We hope to make readers think twice before engaging in high risk studies without fully evaluating the potentials for confounding factors such as those described here to complicate the theoretical predictions. Human geneticists routinely rely on mathematical theory and predictions without fully understanding the assumptions driving the theory, or contemplating their implications. If nothing else, it is hoped that statistical geneticists would be more forthcoming and explicit about the theoretical ramifications of the model assumptions, as this is but one example where they fall apart. Similar difficulties and inconsistencies between theory and practice can be widely seen in such areas as studies of gene–gene and gene–environment interaction, where independence of exposures is assumed, and deviations from independence of exposures conditional on phenotype are inferred to imply etiological interactions, when nonindependence of exposures and ascertainment bias are equally capable of explaining such phenomena without the need to invoke complex etiological interactions. Another obvious example of inconsistent theory and practice would be when linkage analyses of extremely concordant and discordant sibling pairs are performed, assuming some component of variance due to polygenic factors, and yet the null hypothesis in the linkage analysis predicts that at random genomic locations, 50% of the genome of such sibs should be IBD (when of course the polygenic factors that are individually too weak to detect, must alter this average genome-wide sharing if the analysis shows they exist…).

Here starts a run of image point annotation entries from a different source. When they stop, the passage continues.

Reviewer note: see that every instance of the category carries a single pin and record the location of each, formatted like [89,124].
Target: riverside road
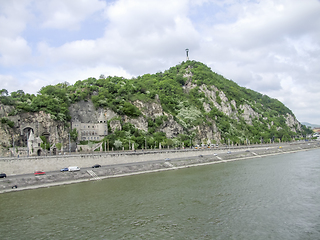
[203,156]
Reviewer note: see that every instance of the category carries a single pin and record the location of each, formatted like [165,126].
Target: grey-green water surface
[275,197]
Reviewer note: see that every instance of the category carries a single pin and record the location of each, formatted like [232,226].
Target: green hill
[197,99]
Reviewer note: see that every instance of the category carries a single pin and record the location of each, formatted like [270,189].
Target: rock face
[39,123]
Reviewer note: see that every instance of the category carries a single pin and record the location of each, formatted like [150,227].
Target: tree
[117,144]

We hope that as gene hunting approaches increase in cost and size, that rather than becoming more cavalier about theoretical assumptions, that we be much more careful about what we believe. Technological advances are wonderful, and make it possible to do science that we could not imagine a few decades ago, but excellent technology applied to poorly designed studies (driven by assumptions the investigators themselves probably would not really believe if consciously aware of them) are not particularly wise ways to do science – it would be far better to spend more time thinking and planning before jumping in to genotyping every sample we can get our hands on, lest no one listen to us when we cry fire and there actually is one, at some point in the future.